Indexes of Assignment Leading into Indexes of Assignability

My conclusion regarding the development of such a framework is that the development of such indexes of assignment will eventually lead to the development of “indexes of assignability.” Inpatient coders would now be able to review and consider assignable ICD-10 codes and their keyword sources as entire groups or collections within the parsed or else combined narrative of any kind of desired available document or section context, and thereby be able to simultaneously vary the order and constituency of multiple codes so as to modify and update the overall assignability of an entire code group/collection at the same time.  

I see this as eventually leading to a more effective and more efficient process for inpatient coders to develop that final assignable ICD-10 diagnosis and procedure code set that best represents the overall narrative in the documentation of the entire patient encounter, as the process simply speeds up when coders can determine the codes for assignment as potential final code sets rather than as individual codes across the charts of patient accounts. 
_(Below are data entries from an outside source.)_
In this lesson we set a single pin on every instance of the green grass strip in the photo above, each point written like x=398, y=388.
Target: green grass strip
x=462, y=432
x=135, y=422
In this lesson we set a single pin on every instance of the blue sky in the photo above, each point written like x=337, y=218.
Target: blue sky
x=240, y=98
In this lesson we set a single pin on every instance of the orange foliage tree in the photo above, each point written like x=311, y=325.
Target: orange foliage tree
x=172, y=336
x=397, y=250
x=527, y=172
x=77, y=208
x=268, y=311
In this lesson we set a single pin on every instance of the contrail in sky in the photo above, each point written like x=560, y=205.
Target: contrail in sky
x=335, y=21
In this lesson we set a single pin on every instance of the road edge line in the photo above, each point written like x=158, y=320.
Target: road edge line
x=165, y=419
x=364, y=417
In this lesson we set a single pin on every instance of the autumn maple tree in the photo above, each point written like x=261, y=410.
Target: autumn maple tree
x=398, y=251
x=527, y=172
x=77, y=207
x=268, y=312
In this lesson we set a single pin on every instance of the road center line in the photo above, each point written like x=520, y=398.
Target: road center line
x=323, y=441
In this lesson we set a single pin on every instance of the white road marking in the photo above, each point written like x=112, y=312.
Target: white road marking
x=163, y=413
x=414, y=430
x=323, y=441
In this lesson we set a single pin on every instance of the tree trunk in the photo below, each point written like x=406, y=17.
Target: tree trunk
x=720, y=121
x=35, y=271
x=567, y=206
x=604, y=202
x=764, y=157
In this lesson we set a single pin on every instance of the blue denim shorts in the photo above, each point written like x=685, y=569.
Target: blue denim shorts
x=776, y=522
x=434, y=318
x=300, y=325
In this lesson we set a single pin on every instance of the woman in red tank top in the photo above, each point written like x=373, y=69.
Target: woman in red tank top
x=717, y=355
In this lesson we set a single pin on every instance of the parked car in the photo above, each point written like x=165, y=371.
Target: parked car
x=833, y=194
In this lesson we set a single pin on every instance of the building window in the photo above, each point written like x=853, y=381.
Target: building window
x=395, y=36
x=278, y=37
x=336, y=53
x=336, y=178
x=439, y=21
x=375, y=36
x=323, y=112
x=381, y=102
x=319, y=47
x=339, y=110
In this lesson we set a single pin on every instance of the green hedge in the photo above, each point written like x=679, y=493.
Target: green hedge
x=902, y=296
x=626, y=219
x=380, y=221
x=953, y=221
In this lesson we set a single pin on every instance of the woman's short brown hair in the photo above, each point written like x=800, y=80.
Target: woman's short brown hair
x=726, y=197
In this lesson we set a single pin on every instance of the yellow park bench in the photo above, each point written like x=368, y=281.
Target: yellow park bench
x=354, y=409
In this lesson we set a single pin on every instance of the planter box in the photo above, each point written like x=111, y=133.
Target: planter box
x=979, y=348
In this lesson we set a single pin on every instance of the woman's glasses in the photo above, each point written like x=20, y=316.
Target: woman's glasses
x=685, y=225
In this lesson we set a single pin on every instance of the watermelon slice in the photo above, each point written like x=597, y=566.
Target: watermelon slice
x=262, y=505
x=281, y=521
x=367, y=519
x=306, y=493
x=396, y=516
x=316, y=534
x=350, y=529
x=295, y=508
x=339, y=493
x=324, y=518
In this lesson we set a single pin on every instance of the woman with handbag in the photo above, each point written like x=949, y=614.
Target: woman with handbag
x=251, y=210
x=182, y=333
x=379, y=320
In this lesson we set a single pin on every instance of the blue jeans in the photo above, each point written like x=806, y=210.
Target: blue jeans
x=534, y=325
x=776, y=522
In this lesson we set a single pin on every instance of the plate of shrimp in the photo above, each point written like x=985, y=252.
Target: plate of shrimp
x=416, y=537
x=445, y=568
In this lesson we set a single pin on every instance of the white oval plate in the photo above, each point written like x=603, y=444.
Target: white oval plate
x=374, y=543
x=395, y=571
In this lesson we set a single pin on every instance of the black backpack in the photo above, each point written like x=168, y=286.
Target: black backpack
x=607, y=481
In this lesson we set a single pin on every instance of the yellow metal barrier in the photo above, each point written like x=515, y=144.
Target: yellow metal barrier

More importantly, though, I feel that such a framework will help to maintain an organic user constituency and promote organic user collaboration within the overall AI and workflow automation framework being constructed across the medical coding field and will help to eventually promote and realize the vision of medical coders ultimately transforming into medical coding validators. 


Rene Datta, RHIT, CCS, CCS-P, is coding quality and education manager for the County of Santa Clara Health System’s Health Information Management Services.